Adi Marsiela, a journalist with the Alliance of Independent Journalists (AJI) in Bandung, said, public data is still not easily accessible, even for journalists. “If journalists come to a government or public agency, they will be asked if they have a request letter. That is a very basic thing. Journalists should not be hindered by the procedures,” he said.
Adi added, aside from bureaucratic culture, the use of different formats for public data has put another layer of challenges, as experienced by a fellow journalist working with data collection. “Data she obtained was in a different format. There is no standardised format. This got journalists confused. And journalists are demanded to be fast,” he added.
A workshop was held for 30 journalists, student press reporters and activists in Bandung, on Open Data Day aimed to enable journalists tackle such bureaucratic hindrances. Supported by Open Knowledge Foundation, the ’Better Literacy for Bigger Participation’ workshop gave conceptual and practical approaches.
Dan, who talked about the importance of open data, urged the public to participate more in accessing and analysing government data. Government data, he insisted, could foster good governance and decision making that will affect the lives of many. “This is unavoidable in our democracy where government and public sector should work together in development,” he said.
Adi – who trained participants in data scraping – said journalists and CSOs should update their capacities and work together. “It is very crucial to collaborate with CSOs – which have their own respective fields – so that they can inform journalists. We hope journalists will no longer only rely on what’s spoken by government spokespeople,” Adi said. “Journalists’ job is to be critical to all data given to them. We should obtain the data, able to analyse that, and from there we can develop a list of questions for verification,” he stressed.
Participants were introduced to data sources provided by national, provincial, and local governments in Indonesia.

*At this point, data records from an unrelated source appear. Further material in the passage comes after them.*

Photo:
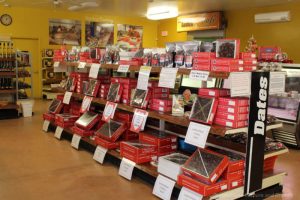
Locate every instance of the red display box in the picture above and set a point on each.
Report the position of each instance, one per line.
(213, 92)
(231, 123)
(205, 165)
(200, 187)
(106, 144)
(157, 138)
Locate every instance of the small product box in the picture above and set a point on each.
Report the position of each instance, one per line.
(205, 165)
(170, 165)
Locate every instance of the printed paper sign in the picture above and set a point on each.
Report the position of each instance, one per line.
(126, 168)
(75, 141)
(109, 111)
(58, 132)
(94, 70)
(143, 78)
(277, 82)
(163, 187)
(187, 194)
(99, 154)
(86, 103)
(197, 134)
(67, 98)
(167, 77)
(199, 75)
(139, 120)
(46, 125)
(240, 84)
(123, 68)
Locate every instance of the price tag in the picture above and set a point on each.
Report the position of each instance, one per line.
(46, 125)
(99, 154)
(58, 132)
(199, 75)
(81, 65)
(56, 64)
(197, 134)
(277, 82)
(240, 84)
(126, 168)
(139, 120)
(187, 194)
(143, 78)
(67, 98)
(94, 70)
(163, 187)
(109, 111)
(123, 68)
(75, 141)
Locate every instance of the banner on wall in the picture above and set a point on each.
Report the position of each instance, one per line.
(64, 31)
(129, 36)
(99, 34)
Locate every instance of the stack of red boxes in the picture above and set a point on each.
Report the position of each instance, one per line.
(249, 60)
(232, 112)
(202, 60)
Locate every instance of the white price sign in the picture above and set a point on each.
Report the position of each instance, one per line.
(197, 134)
(167, 77)
(67, 98)
(81, 65)
(46, 125)
(163, 187)
(58, 132)
(123, 68)
(199, 75)
(75, 141)
(94, 70)
(126, 168)
(187, 194)
(99, 154)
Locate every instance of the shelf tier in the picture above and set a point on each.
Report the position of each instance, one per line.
(182, 121)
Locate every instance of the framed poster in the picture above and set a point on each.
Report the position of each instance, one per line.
(64, 31)
(99, 34)
(130, 36)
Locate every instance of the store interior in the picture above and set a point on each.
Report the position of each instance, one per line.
(149, 99)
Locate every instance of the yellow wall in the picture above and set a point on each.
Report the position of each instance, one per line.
(33, 23)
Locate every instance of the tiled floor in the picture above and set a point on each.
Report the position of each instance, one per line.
(34, 165)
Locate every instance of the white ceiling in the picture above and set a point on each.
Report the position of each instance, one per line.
(139, 7)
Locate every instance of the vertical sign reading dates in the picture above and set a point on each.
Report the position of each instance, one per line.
(257, 131)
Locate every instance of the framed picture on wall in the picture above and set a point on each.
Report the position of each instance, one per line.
(64, 31)
(99, 34)
(130, 36)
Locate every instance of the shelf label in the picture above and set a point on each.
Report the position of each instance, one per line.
(94, 70)
(139, 120)
(46, 125)
(240, 84)
(99, 154)
(67, 98)
(123, 68)
(75, 141)
(199, 75)
(167, 77)
(56, 64)
(81, 65)
(126, 168)
(58, 132)
(277, 82)
(109, 111)
(163, 187)
(187, 194)
(143, 78)
(197, 134)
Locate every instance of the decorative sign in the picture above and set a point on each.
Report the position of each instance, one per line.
(201, 21)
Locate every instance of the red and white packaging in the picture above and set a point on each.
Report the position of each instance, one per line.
(200, 187)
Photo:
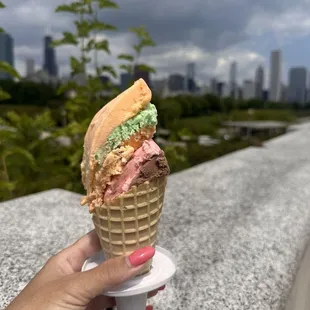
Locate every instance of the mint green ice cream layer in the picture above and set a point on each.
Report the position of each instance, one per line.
(145, 118)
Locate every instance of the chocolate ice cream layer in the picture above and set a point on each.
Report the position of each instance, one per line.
(156, 167)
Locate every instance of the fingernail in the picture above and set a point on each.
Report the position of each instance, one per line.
(141, 256)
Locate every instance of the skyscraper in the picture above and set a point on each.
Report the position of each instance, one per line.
(30, 69)
(126, 80)
(275, 76)
(233, 80)
(50, 65)
(297, 87)
(248, 90)
(6, 52)
(191, 75)
(176, 82)
(259, 82)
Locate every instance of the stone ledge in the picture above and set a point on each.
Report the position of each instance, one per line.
(237, 225)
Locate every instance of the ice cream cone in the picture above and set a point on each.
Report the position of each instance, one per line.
(131, 221)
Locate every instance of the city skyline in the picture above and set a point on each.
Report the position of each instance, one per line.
(210, 39)
(297, 89)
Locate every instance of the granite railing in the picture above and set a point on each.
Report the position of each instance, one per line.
(238, 227)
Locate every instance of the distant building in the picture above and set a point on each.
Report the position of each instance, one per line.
(284, 93)
(126, 79)
(275, 76)
(140, 74)
(50, 64)
(191, 76)
(297, 87)
(30, 67)
(225, 90)
(6, 52)
(213, 86)
(259, 82)
(248, 91)
(233, 80)
(176, 82)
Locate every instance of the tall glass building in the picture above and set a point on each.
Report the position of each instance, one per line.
(298, 83)
(6, 52)
(50, 65)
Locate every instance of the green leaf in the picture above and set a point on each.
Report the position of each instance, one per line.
(4, 95)
(146, 68)
(83, 28)
(74, 8)
(102, 46)
(18, 150)
(126, 57)
(110, 70)
(9, 186)
(5, 67)
(68, 39)
(127, 68)
(90, 45)
(100, 26)
(76, 66)
(107, 4)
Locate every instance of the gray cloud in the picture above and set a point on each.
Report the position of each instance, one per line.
(211, 26)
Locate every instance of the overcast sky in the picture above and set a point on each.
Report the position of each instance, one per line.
(210, 33)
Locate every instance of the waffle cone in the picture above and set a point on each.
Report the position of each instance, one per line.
(131, 221)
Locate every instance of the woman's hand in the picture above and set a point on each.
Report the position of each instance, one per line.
(60, 284)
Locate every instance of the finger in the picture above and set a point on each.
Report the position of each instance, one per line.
(152, 294)
(111, 273)
(101, 302)
(155, 292)
(78, 252)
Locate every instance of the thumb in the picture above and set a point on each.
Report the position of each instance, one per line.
(111, 273)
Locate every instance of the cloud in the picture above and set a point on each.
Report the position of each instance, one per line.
(210, 33)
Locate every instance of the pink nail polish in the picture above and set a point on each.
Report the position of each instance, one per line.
(141, 256)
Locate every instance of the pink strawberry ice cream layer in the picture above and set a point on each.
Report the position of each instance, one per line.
(146, 163)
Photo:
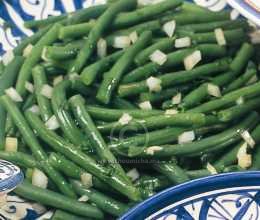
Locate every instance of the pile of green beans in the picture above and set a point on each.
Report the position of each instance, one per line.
(107, 107)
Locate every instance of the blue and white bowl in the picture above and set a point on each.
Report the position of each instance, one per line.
(225, 196)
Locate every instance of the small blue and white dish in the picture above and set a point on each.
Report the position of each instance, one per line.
(225, 196)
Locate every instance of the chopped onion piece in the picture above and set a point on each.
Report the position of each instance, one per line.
(183, 42)
(27, 50)
(29, 86)
(11, 144)
(220, 37)
(211, 169)
(133, 174)
(192, 60)
(122, 42)
(248, 138)
(13, 94)
(86, 179)
(186, 137)
(102, 47)
(176, 99)
(35, 109)
(240, 100)
(213, 90)
(145, 105)
(158, 57)
(133, 37)
(83, 198)
(252, 80)
(152, 149)
(57, 80)
(154, 84)
(46, 91)
(7, 57)
(171, 112)
(39, 178)
(52, 123)
(243, 158)
(169, 28)
(125, 119)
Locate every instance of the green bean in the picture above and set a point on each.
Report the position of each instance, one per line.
(77, 105)
(173, 59)
(80, 158)
(18, 51)
(164, 94)
(241, 81)
(40, 79)
(76, 30)
(72, 170)
(229, 99)
(154, 122)
(106, 114)
(102, 201)
(44, 22)
(233, 37)
(7, 79)
(112, 79)
(34, 145)
(211, 26)
(96, 32)
(172, 79)
(240, 61)
(145, 13)
(19, 158)
(61, 215)
(91, 72)
(120, 103)
(67, 123)
(164, 45)
(56, 200)
(172, 171)
(208, 144)
(34, 58)
(230, 157)
(238, 111)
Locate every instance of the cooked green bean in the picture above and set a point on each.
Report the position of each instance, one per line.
(34, 145)
(96, 32)
(111, 80)
(172, 79)
(106, 114)
(91, 72)
(40, 79)
(173, 59)
(34, 58)
(77, 104)
(56, 200)
(102, 201)
(80, 158)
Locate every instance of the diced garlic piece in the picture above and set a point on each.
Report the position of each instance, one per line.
(186, 137)
(183, 42)
(213, 90)
(152, 149)
(154, 84)
(125, 119)
(145, 105)
(211, 169)
(220, 37)
(158, 57)
(192, 60)
(169, 28)
(11, 144)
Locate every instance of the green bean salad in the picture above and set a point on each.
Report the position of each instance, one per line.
(106, 106)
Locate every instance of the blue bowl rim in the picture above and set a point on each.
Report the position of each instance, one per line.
(191, 188)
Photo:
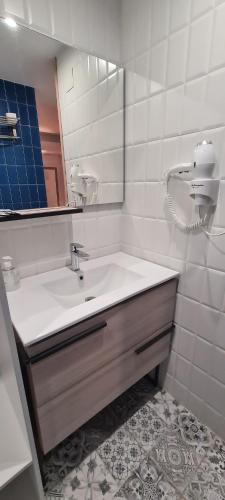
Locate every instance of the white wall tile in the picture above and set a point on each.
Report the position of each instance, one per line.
(216, 253)
(140, 122)
(16, 9)
(174, 110)
(194, 105)
(40, 15)
(190, 283)
(200, 36)
(155, 118)
(184, 343)
(61, 21)
(218, 363)
(199, 381)
(180, 11)
(160, 19)
(218, 41)
(183, 371)
(213, 288)
(219, 334)
(141, 82)
(215, 100)
(201, 6)
(157, 73)
(154, 161)
(179, 118)
(177, 55)
(202, 357)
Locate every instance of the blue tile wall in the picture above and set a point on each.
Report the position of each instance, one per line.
(22, 183)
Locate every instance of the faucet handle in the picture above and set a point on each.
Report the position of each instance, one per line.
(74, 246)
(83, 255)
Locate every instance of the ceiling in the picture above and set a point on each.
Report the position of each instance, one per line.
(27, 57)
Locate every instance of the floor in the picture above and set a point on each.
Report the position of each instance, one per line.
(143, 446)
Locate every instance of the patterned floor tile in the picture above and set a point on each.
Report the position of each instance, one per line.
(148, 483)
(146, 426)
(193, 432)
(209, 481)
(139, 447)
(121, 454)
(178, 460)
(69, 455)
(91, 481)
(167, 407)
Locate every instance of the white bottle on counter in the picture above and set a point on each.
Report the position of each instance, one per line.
(10, 274)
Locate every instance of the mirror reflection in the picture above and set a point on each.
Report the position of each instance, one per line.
(61, 125)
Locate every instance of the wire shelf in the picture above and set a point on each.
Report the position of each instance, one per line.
(6, 121)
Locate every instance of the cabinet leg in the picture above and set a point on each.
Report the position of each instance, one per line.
(155, 377)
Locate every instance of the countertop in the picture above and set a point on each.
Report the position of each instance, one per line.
(36, 315)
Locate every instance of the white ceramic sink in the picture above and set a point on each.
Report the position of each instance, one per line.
(49, 302)
(72, 291)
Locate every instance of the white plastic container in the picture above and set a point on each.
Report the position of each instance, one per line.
(10, 274)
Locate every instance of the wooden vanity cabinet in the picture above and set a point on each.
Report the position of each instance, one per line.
(75, 373)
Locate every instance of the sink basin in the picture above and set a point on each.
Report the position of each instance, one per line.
(47, 303)
(72, 291)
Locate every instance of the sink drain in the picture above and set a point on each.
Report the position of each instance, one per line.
(91, 297)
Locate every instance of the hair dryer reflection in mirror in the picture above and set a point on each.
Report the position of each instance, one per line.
(83, 187)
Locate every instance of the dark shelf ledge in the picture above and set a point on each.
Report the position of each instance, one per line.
(35, 214)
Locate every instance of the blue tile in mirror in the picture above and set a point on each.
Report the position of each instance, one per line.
(22, 183)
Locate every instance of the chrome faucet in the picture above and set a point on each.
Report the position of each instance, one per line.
(76, 255)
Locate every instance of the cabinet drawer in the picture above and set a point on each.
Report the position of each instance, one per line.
(111, 334)
(67, 412)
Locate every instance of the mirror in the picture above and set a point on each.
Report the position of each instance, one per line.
(61, 125)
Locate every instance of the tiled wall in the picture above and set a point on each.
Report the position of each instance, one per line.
(22, 183)
(93, 26)
(174, 51)
(92, 117)
(39, 245)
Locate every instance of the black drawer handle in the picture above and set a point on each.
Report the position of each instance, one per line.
(148, 344)
(67, 342)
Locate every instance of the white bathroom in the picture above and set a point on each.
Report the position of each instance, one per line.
(112, 249)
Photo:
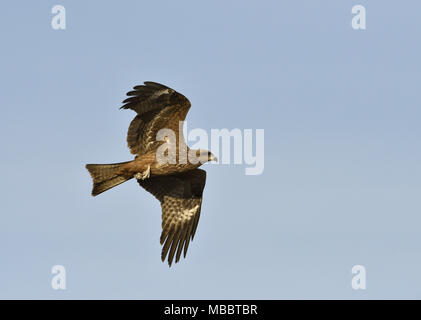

They were then assisted to scrap data from the public domain and input the numbers automatically to Microsoft Excel into .xlsx and .csv formats.
Ni Loh Gusti “Anti” Madewanti, said the workshop has helped her organisation, DROUPADI, who works in counter violent extremism and women’s rights. “I got to know which sites or sources where data could be obtained, and how to critically analyse government-issued data, which one is not proportional, not updated, or even tends to corrupt,” she said after the session.
The organisation, Anti added, is also planning to create a database themselves. “My organisation will implement data collection and cleaning to make a database, which will be utilised by DROUPADI and many more stakeholders for collaboration,” Anti said.